Barry Harris Trio
(Pizza Express, Dean Street, July 16th 2013. Review by Andrew Cartmel)
This gig was a personal pilgrimage. My first ever experience of a genuine jazz classic — or, at least one that wasn’t Kind of Blue– was the 1961 Moodsville album Eastern Sounds by Detroit tenor man Yusef Lateef, with its two marvellous, delicate love themes (from Spartacus and The Robe). The haunting and hypnotic beauty of those tunes owed a great deal to the sparse perfection of the piano playing by one Barry Harris, another stalwart of the thriving Detroit bebop scene.
That encounter led me to seek out Japanese reissues of his classic Riverside trio albums like At the Jazz Workshop (1960) and Preminado (1961), to track down rarities like his long forgotten 1975 duet album Don’t Look Back with vocalist David Allen on the Xanadu label — Barry Harris can accompany a singer as well as he does everything else in the jazz universe.

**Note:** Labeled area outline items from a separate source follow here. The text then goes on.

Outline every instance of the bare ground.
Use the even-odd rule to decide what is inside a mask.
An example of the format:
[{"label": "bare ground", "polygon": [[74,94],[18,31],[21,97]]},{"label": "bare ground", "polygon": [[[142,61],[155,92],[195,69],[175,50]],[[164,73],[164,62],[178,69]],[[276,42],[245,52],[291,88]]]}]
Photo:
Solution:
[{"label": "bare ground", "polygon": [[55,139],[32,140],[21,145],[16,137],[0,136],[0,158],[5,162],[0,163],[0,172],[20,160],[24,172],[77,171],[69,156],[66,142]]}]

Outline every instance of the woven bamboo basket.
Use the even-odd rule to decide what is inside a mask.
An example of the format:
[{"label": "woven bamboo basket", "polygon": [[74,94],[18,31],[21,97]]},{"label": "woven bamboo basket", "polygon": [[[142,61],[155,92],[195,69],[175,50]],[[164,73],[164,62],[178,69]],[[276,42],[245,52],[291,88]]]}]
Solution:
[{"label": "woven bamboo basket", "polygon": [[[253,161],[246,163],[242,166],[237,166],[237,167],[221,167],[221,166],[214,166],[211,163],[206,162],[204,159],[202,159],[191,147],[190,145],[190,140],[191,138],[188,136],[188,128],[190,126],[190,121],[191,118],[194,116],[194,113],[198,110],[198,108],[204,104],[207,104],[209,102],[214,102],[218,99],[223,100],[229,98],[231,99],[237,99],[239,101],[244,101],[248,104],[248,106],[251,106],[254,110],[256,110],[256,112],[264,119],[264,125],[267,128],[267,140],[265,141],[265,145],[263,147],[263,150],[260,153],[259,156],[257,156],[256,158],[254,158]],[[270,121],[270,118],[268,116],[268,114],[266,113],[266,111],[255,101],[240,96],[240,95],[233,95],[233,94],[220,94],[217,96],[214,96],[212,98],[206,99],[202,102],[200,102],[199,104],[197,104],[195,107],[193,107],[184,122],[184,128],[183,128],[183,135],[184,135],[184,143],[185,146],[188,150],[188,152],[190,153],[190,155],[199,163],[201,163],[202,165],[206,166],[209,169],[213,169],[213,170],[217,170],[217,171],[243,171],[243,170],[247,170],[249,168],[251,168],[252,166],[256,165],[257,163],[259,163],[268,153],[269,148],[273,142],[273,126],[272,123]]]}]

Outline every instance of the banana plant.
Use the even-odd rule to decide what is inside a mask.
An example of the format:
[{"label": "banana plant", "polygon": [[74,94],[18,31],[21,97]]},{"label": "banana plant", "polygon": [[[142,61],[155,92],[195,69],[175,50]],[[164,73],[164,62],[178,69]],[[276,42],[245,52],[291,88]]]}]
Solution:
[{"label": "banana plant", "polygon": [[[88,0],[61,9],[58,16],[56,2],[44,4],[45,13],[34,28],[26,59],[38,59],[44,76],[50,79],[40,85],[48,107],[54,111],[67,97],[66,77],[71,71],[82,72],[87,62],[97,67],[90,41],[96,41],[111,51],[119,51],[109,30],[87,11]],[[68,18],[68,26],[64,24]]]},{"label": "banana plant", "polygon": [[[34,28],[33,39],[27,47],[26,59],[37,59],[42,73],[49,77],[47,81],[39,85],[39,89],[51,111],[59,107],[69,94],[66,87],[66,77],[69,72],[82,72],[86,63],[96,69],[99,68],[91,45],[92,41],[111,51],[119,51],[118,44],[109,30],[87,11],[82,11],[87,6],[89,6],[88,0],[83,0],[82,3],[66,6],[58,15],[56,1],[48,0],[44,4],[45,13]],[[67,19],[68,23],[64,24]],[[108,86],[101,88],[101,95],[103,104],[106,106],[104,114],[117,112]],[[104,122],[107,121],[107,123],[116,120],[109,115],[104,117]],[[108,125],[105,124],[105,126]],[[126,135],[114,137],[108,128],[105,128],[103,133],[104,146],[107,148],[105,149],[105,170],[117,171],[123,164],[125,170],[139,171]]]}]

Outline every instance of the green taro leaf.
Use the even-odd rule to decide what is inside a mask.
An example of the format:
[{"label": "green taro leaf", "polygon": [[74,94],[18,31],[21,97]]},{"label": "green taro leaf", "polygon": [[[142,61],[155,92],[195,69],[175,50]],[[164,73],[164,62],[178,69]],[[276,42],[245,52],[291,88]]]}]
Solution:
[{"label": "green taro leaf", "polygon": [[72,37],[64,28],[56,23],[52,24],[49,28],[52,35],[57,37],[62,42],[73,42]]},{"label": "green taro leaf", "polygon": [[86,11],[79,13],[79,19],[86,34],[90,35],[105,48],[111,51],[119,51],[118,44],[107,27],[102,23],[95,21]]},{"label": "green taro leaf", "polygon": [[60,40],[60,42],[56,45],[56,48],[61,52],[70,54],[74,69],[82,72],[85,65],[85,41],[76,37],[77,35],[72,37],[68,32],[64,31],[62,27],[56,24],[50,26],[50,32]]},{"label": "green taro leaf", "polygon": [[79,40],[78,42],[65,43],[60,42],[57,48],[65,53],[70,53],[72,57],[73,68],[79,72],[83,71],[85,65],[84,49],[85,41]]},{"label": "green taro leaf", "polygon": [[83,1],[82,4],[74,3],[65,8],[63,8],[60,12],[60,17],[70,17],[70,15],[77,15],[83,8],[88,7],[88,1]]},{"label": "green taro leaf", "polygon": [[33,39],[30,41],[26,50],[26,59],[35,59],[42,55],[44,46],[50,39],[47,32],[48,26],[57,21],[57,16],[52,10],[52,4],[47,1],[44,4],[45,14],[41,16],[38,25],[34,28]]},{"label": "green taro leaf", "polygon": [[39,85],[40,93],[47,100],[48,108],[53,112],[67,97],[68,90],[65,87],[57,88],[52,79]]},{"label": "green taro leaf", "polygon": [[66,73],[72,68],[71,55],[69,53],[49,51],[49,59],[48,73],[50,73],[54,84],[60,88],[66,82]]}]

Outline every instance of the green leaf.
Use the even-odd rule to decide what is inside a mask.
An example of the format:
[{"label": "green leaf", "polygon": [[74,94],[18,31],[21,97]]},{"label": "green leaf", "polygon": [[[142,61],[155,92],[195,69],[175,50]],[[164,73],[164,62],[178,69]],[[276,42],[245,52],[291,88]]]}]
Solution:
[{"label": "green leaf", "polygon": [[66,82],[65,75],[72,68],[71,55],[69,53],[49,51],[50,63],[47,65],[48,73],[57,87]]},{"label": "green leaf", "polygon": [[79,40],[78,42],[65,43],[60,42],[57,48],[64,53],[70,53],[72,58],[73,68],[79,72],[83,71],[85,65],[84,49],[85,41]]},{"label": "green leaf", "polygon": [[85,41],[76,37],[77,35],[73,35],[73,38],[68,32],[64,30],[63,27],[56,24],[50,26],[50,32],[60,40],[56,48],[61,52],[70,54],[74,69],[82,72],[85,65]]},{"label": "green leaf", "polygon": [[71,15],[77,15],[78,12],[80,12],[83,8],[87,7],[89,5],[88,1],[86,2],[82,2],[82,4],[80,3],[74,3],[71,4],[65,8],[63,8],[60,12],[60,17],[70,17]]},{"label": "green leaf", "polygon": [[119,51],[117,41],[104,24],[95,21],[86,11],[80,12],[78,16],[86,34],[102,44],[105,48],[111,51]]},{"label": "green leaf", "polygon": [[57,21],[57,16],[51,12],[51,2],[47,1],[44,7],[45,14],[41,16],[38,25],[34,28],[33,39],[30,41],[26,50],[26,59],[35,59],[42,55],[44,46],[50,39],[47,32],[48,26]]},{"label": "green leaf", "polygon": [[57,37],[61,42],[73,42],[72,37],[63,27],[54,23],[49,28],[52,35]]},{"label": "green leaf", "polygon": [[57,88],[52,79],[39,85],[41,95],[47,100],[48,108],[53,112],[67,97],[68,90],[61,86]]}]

For decades Harris has remained up there in my jazz pantheon, with the likes of Bill Evans and Oscar Peterson. But with one crucial difference: Harris, still spry and adroit at 83, remains among us.
The pianist completed his annual London residency last night in the midst of a very un-English heat wave. The air conditioning was on full blast at Soho’s Pizza Express but it was still hot under the lights of the bandstand and Harris decided to shuck off his jacket. “Is this the shirt with the hole in it?” he wondered, as he casually played some striptease music to accompany himself.
Supported by the crack duo-chrome British team of Dave Green on bass and Steve Brown on drums, he had been playing for five nights at Pizza Express and was comfortable and pleased to be here. So was the audience. You’ve never heard a restaurant fall silent so quickly as when Harris settled at his piano and began to play. A ghostly tinkling of the keys emerged from the rapt silence before flowing and flowering into a complex skein of chords. Steve Brown was all kick drums and brushes, there was plummy strumming from Dave Green, and then suddenly we were into a beautiful, lingering rendition of Heart and Soul. After Green took a graceful solo the leader guided the tune to its conclusion. “That was an oldie but with some very strange chords,” declared Harris, demonstrating them on the piano. It made you want to hear the piece again.
Barry Harris is one of the last greats of that Detroit jazz scene – Kirk Lightsey, eight years younger than Harris, is another – and he is enjoying a fruitful autumn to his career. He played long articulate runs with a delicate interweaving counterpoint from Green and Brown. The highlight of the set was an extended exploration of Tea for Two. It began with miniaturist notes from Harris and gentle brush strokes from Steve Brown before an abstract tumble of piano chords took us down the rabbit hole into the land of modern jazz, with Dave Green’s thrumming bass underpinning the excursion. Barry Harris smiled at the keyboard. “That’s what you call giving the bass player a little workout,” he said.
Then the number segued into high speed cymbals and machine gun drumming from Brown with lightning Bud Powell runs from Harris. Dave Green was still getting a little workout. “You’ll never forget this Tea for Two,” said Harris, and he was right.
The set also featured George Shearing’s Conception, the world’s shortest version of Salt Peanuts, and a jaunty shuffling take on My Heart Stood Still which had Dave Green and Steve Brown grinning with pleasure as they played follow the leader. “This reminds me of the At The Jazz Workshop,” said my companion blissfully.
But for me the other great standout followed immediately on Tea for Two. “This is what happened when they got through with the tea,” said Barry Harris and then he began to play A Nightingale Sang in Berkeley Square, stating the theme with great, grave beauty and purity. Steve Brown joined in with rapturous slow brushes and Dave Green played deep, warm bass. After some playful experimentation which included taking the piece at lightning tempo the trio returned to the ethereal loveliness of the melody for the ending.
There weren’t any nightingales to be heard in the hot streets of Soho after the gig, just the insistent echo of this world class music, played by a man who is one of the last of his generation but still at the top of his game.